Earlier this week, Pascal-Emmanuel Gobry posted a long and thoughtful comment on my response to his Forbes piece on the sharing economy from last week. I wanted to follow up with a few additional (and admittedly disjointed) thoughts.

I think PEG’s basic point about Uber as a fast food franchising model is worth considering. He writes:

Uber is not exactly GE, but it’s very, very far from the NYSE. If anything, it’s more like a big fast food franchise: I’m technically, legally and economically independent, but really, all of my value comes from the franchise agreement and the franchiser wants to suck as much as possible about it. Except that even then franchisees have assets that Uber drivers don’t, namely real estate/location (quite valuable in many cases) and the “last meter” of the consumer relationship.

While the franchising mental model may be a good way to think about at least some companies in the peer production space (most notably Uber), a few caveats are in order. First, while Uber reigns supreme in the black car space, I’m not sure the network effects are as strong as he suggests. I don’t see what would stop another firm from opening up to compete with Uber, either on service or price grounds.
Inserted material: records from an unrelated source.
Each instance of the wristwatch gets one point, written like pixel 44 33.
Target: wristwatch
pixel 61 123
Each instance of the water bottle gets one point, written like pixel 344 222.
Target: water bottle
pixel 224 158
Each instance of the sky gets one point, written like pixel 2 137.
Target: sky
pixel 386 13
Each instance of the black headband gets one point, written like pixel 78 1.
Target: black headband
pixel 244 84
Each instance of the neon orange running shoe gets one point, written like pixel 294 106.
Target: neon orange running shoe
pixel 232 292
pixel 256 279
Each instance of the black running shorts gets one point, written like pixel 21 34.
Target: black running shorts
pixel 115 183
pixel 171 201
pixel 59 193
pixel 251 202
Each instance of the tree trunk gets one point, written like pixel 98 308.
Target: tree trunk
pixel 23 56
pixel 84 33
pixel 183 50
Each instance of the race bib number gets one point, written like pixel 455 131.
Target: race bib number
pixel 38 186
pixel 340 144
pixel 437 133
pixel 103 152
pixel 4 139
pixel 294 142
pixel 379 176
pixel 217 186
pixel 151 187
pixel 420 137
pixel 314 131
Uber certainly has a first mover advantage, but — as Gobry himself argues — they’re basically providing a commodity product: a clean black car with a driver who speaks English and has a working knowledge of the city, paid for by an on-file credit card. It doesn’t seem that the advantage of incumbency is actually that large; if it were, we wouldn’t see such competition in the ridesharing space between Lyft, Sidecar, and UberX.

That said, there probably is more of a first mover advantage for firms like Airbnb, Etsy, or RelayRides that act as marketplaces for a diversified and differentiated group of sellers. People come to Airbnb to peruse offerings and look at what differentiates different products sold through the Airbnb network; when people want a black car or a ride-share, the only differentiation is in the parameters set by the firm.

Additionally — and this is admittedly nitpicking — my uninformed impression is that it’s far easier, both logistically and contractually, to change whether or not you drive for Uber or another company than to go from being a McDonalds franchisee to a Taco Bell franchisee. The ease of exit in peer production reduces the ability of the franchiser to collect monopoly rents from drivers or other peer producers.

In short, I think PEG’s analysis may be right for the parts of the peer production economy that provide a commoditized service. But I’m not sure it holds up as well under business models where sellers can and do differentiate themselves. What will be interesting to watch, then, is how things that we currently think of as commodity products begin to allow some degree of differentiation. Uber’s VIP option is at least a tiny step in that direction; it will be interesting to see if other innovations follow. But for now, Uber’s black car service (and ped cabs, and bicycle messengers, and Christmas tree deliveries, and ice cream trucks) remain focused on commodity provision.

In the fullness of time, I think we will likely look back at the early peer production firms and business models as original and innovative, but what we see in a decade or more will likely look little like what we have today. And the evolution of this sector of the economy — and the ways in which its spoils are divided up — will be a function at least in part of to what extent firms act like marketplaces where sellers can differentiate themselves from one another.

Finally, PEG is right that the brands in question here do own a great of capital, albeit non-physical. The nature of capital in the twenty-first century is changing, and returns to it are changing likewise. Someone should write a book about that.